# Harbor Freight Mini Lathe Modification



## 007 (Apr 20, 2015)

Here is an old mini lathe model 1679 that I purchased 28 years ago. In my ownership of this lathe I made a ton of parts, lawnmower parts, truck parts, mill parts, gun stuff, etc.

One problem I found with this machine was in single point threading. The machine RPMS are just too fast and I can't control the stop points when generating threads. Here was my solution. I made this almost out of the gate, and it fixed it up nicely!

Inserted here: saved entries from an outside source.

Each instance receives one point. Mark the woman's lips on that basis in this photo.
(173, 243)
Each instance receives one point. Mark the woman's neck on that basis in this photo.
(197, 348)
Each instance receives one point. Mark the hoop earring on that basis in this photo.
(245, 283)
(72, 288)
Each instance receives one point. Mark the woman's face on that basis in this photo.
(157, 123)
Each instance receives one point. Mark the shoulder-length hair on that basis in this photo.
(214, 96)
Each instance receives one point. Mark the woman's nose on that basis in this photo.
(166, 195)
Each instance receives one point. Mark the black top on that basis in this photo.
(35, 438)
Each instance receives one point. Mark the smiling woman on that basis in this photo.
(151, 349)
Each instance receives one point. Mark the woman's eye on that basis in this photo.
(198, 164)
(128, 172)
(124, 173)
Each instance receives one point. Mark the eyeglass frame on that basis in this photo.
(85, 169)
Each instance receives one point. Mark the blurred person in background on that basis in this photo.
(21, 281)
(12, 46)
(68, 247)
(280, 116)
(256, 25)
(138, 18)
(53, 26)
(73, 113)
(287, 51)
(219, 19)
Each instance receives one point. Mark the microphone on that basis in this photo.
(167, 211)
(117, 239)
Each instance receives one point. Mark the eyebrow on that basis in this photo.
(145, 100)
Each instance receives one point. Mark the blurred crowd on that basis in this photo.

I found an old tire off of a small tractor in the shed. This will be used as a manual chuck drive. I added a shaft that slides into the spindle bore and placed it into that old tire. I put a roll pin thru the shaft as a drive key. I cut a slot on the outside of the spindle bore shaft. When this is all assembled I can simply rotate the chuck to form my threads without the fear of not stopping where I what it to stop, thus avoiding damaging my threading operation and ruining my job.

The pictures will help you understand what I'm trying to describe.





















The other modification was I added a quick change tool post. This can be seen in the last picture. I needed to mill the cross slide down .300 so the center height of about .552 would be maintained. That was an easy modification to do. Then I bored a hole underneath so I could bolt the new quick change tool holder in place. I used a long Allen bolt and I pinned the head from underneath to keep it from turning. So when I tighten the bolt it stays tight ( from underneath).
I then milled the extra bit away from the bolt head so the table could be reassembled.

Well, I hope I gave ideas to someone who is just starting out by seeing modifications from other peoples machines!


----------



## Dracen knights (Apr 20, 2015)

Now thats an idea I had not though of... This will be added to my  future tool build....


----------



## DaveInPA (Apr 20, 2015)

That's a really clever idea for a manual spindle crank.


----------